J'accuse
Soupçonné d’avoir livré des documents secrets à l’Empire allemand, le Capitaine Alfred Dreyfus (Louis Garrel) est arrêté le 15 octobre 1894. S’ensuivent douze années de bouleversements au sein d’une société française, inéluctablement scindée en deux. Tandis que la tension monte entre « Dreyfusards » et partisans de sa culpabilité, le Colonel Georges Picquart (Jean Dujardin), nommé à la tête du contre‑espionnage, met sa carrière militaire en péril afin d’innocenter l’accusé.
Afin d’appréhender ce pan incontournable de l’Histoire de la Troisième République, Roman Polanski délègue la tâche ardue de la reconstitution, doublée d’une enquête politiquement à haut risque, au Colonel Picquart (Dujardin, bloc de droiture et de rigueur formidable). Dans la cour de l’École militaire, la saisissante séquence inaugurale de la dégradation militaire lui assigne le point de vue d’un héros en demi‑teinte. D’abord amusé par le spectacle humiliant qui révèle son antisémitisme (« Il a l’air d’un tailleur juif qui pleure tout son or qui va à la poubelle »), Picquart consacrera pourtant son énergie à obtenir réparation, au nom de la simple vérité.

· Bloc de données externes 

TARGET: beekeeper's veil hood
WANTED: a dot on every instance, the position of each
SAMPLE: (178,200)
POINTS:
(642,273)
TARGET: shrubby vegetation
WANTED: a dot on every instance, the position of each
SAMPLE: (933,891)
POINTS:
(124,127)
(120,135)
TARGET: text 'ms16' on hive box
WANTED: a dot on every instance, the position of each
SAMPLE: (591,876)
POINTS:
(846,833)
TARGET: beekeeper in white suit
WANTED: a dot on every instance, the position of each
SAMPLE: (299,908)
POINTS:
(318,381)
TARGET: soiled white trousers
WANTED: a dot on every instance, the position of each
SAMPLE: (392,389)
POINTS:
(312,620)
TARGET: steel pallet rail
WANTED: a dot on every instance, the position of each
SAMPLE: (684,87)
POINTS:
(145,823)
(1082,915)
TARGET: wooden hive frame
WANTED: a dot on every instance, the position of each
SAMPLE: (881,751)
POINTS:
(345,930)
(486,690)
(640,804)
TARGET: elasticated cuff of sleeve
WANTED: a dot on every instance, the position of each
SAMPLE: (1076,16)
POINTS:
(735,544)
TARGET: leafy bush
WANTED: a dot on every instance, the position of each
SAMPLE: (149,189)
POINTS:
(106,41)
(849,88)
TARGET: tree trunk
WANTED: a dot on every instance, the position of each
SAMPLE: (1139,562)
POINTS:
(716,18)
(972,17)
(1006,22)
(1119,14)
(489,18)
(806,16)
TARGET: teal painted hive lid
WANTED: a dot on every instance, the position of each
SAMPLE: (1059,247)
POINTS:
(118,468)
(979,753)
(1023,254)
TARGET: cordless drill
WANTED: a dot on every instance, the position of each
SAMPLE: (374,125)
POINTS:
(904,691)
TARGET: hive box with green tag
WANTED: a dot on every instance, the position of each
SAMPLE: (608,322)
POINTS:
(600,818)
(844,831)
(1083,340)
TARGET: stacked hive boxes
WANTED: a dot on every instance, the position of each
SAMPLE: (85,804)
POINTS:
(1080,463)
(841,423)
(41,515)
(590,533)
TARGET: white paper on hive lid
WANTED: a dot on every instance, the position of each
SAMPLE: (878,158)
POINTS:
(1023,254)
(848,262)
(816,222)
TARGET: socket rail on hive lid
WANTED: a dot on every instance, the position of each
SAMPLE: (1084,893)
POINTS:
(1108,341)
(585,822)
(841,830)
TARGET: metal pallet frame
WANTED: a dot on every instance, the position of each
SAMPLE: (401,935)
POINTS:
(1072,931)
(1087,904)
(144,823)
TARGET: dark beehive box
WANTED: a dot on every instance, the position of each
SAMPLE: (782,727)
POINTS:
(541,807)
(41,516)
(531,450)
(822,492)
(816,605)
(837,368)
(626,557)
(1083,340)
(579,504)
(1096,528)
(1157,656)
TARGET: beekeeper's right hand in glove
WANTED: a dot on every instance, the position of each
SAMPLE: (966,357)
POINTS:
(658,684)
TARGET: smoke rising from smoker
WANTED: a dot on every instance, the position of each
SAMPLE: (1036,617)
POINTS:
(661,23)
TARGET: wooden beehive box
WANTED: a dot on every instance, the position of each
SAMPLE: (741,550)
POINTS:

Car de toute évidence, la lecture impérative des faits se heurte à des interprétations tendancieuses qui font bloc. Qu’il s’agisse des hauts‑gradés de l’armée ou de l’expert en écriture (Alphonse Bertillon campé par Amalric) qui délire un diagramme autour du fameux bordereau prétendument rédigé par Dreyfus, chacun tente de réécrire l’Histoire selon ses impasses, pire, ses limites morales. Broyé à son tour dans la mécanique délétère de l’institution militaire corrélée avec un système judiciaire loin d’être impartial, Picquart poursuit sa bataille à contre‑courant des hommes et d’une époque gangrenés par l’antisémitisme.
Un grand thriller historique sur la mauvaise conscience, derrière lequel s’imposent un sujet résolument moderne et l’image d’une France glauque. « La chienne qui enfanta le monstre est à nouveau en chaleur », conclura le cinéaste, grand admirateur de Bertolt Brecht, à l’issue du making of de son film.